As much as colleges seem to tell its students how individual they are, how important their personalities and qualities are, it also gives the impression that should you choose to keep your individual to yourself, you’re just being selfish.
“Join this club!”
“This club needs you!”
“Be a member of this club or else you’re lame and have no purpose and no one will hire you for a job ever.”
How contradictory.
I like being alone. A lot. Not that I want to be alone forever – I’ve experienced days upon days (upon weeks) of alone-ness and if not carefully executed/monitored, alone-ness can turn into loneliness, and that’s a detrimental island.
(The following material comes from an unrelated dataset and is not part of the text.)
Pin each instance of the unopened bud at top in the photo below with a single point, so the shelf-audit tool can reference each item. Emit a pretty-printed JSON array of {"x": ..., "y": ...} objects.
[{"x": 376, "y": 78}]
But, back home I’d beg my mother to let me run an errand for her just so I could drive to the store by myself sometimes. Even a drive to Costco and back was enough to make me happy. And living on my own in Phoenix has shown me the comfort in being alone as well: walking here and there, running errands, shopping alone, people-watching alone. It calms me.
To be alone: “having no one else present; on one’s own”. That’s important, I’ve come to realize. It’s vital, even.
My freshman year of college I had a roommate mix-up at the start of the year and for the first half of the semester I had no roommate. My new friends asked, “Don’t you get lonely?” or “Don’t you want someone to talk to?” But the answers were always no. I had them, after all. I hung out with them, ate with them, laughed with them. But when I went back to my room, it was like my sanctuary. And I can’t wait for that sanctuary to come again. To walk into a place that was waiting for you to come back, just you. Maybe pat a dog’s head on the way in, cook myself dinner, pour myself a glass of wine and just be.
We’re surrounded by people every day – people we know, people we don’t. We fake smile at tens of people every day, tell people, “I’m great! How are you?” on our crappiest of days. We clothespin smiles to our faces every day. Then go out into the world and throw our energies at people, constantly, as we listen to them, or talk to them, work with them, smile at them. We wade through people all day. But when you can be alone, you can finally take those clothespins off your cheeks. You can smile for real, or frown if you want to. You can sigh, you can cry, you can scream. You can breathe. It’s just you and yourself. You’re the focus when you’re alone. No more pandering to others or putting on a front. It’s about you.
Being alone is necessary. And it’s okay to be alone or to want to be. Sometimes I’d feel weird about liking the idea of being by myself because college bombards you with pictures of friends hanging out, walking in pairs. Everyone (or what seems like everyone) is going to parties and if they aren’t, they’re always doing something, being movers and shakers. And all that is fun and and should be taken advantage of and it has its place. But so does being with yourself. It’s then that you listen to what’s in your own head. Too much time around others can drown out who you are. It’s in the silence that you acquaint yourself with yourself.
My favorite thing about parties (next to a few other things…) was being a tad bit intoxicated, but putting my key in my apartment door, locking it behind me, then walking to my room, closing the door, and laying on my bed, looking up at the ceiling. There, while the remnants of my time with others fades, the memories will play in my head, but I don’t have to talk about them; there’s no more buzzing in my ears. I could just close my eyes and be, feel the moment, feel the sheets, feel myself with no one else present, but me.